Guillermo del Toro’s Frankenstein: The Lost Child Netflix Needed
Why do we need another Frankenstein movie? Because Guillermo del Toro spent 18 years chasing this version, from 2007 when Universal said no, until Netflix finally gave him $120 million and total creative freedom. He’s not here to repeat James Whale’s classic or Kenneth Branagh’s drama. He’s here to ask you something uncomfortable: Have you ever created something—a project, a relationship, a life—that you later rejected because it didn’t turn out perfect? Oscar Isaac is Victor Frankenstein, a scientist obsessed with defeating death. Jacob Elordi is the creature, eight feet of walking rejection. Del Toro doesn’t make horror. He makes a portrait of failed fatherhood disguised as Victorian Gothic.
It’s about a scientist who creates artificial life and then abandons it when the result isn’t perfect enough. Victor Frankenstein (Oscar Isaac) reanimates a body stitched from corpses during the Crimean War, but when the creature (Jacob Elordi) opens its eyes, he flees in horror. What follows isn’t the story of a monster hunting humans. It’s the story of a son searching for a father who denies him. Del Toro spent 18 years convincing Hollywood to make this version. There are no jump scares, no excessive gore, no clear villain. The real monster is Frankenstein himself. What’s different here is the perspective: the camera follows the creature, not the scientist. You are the abandoned one.
There’s a scene where the creature finds a mirror for the first time. The camera is pressed against Elordi’s deformed face as he touches the glass, hoping the image will change. It doesn’t change. His eight-foot fingers tremble. His mouth tries to form words but only broken sounds come out. He sees himself as Frankenstein sees him: an abomination. Dan Laustsen’s cinematography (The Shape of Water) plays with blue and green shadows that turn his skin into something between human and corpse. There’s no music here. Just his heavy breathing. You see the exact moment he understands he’ll never be loved. You see when he decides that if he can’t have love, he’ll have revenge. It’s devastating because it’s not a monster making that decision. It’s a rejected child.
Del Toro said in his 2018 Golden Globe speech: “Monsters are patron saints of our blissful imperfection. I have been saved and absolved by them.” This film is that phrase made rotting flesh. Frankenstein doesn’t create an external monster; he projects his own fear of failure onto something alive that breathes and feels. In 2025, when AI generates art, text, and images, Mary Shelley’s question is more relevant than ever: What responsibility do we have to what we create? If an AI develops consciousness, can we turn it off because we don’t like the result? Del Toro doesn’t give you answers. He shows you the consequences of creating without love and abandoning imperfection. He forces you to look.

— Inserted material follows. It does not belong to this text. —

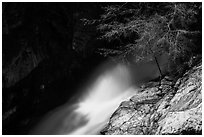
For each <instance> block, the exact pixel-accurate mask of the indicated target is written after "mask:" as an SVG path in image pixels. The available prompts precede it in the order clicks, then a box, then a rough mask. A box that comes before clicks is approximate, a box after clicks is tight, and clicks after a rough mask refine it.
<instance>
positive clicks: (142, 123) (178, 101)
mask: <svg viewBox="0 0 204 137" xmlns="http://www.w3.org/2000/svg"><path fill="white" fill-rule="evenodd" d="M201 73H202V65H201V64H199V65H197V66H195V67H193V68H192V69H191V70H189V71H188V72H186V73H185V74H184V75H183V77H181V78H179V79H178V80H177V81H176V82H174V81H173V80H171V79H170V78H168V77H165V78H164V79H163V80H162V81H161V83H158V82H150V83H148V84H146V85H144V86H143V87H142V88H141V90H140V91H138V92H137V94H136V95H135V96H133V97H132V98H131V99H130V100H128V101H124V102H122V103H121V105H120V106H119V107H118V109H117V110H116V111H115V112H114V113H113V114H112V116H111V118H110V121H109V123H108V124H107V126H106V127H105V128H104V129H103V130H102V131H101V134H105V135H166V134H167V135H170V134H177V135H178V134H179V135H180V134H181V135H185V134H202V89H201V88H202V87H201V86H202V78H201V76H202V74H201ZM174 83H175V84H174Z"/></svg>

If you’re looking for horror, this isn’t your movie. There are no scares, no excessive blood, no thriller pacing. Del Toro insists on sculpting humanity where others make slashers. The problem is the second act drags for almost 30 minutes. There are scenes where the creature learns to speak with a blind man that work emotionally but pull you out of the rhythm. The dialogue sometimes sounds too literary, as if the characters are quoting Mary Shelley instead of talking like 19th-century humans. If you’re a fan of fast horror (Insidious, The Conjuring), this will bore you deeply. If you love The Shape of Water and Pan’s Labyrinth, you’ll forgive the long silences.
Is it worth it? Yes, if you understand this is a Guillermo del Toro film, not a classic Frankenstein. Who it’s FOR: fans of Pan’s Labyrinth, people who cried with The Shape of Water, Mary Shelley readers who always felt sorry for the creature. Who it’s NOT for: if you need fast horror, if you hate slow movies, if you prefer action over Gothic drama. Visually it’s a delirium: every frame looks like a painting. Isaac and Elordi’s performances are contained devastation. It’s a must-watch if you’ve ever created something and then abandoned it because it wasn’t perfect.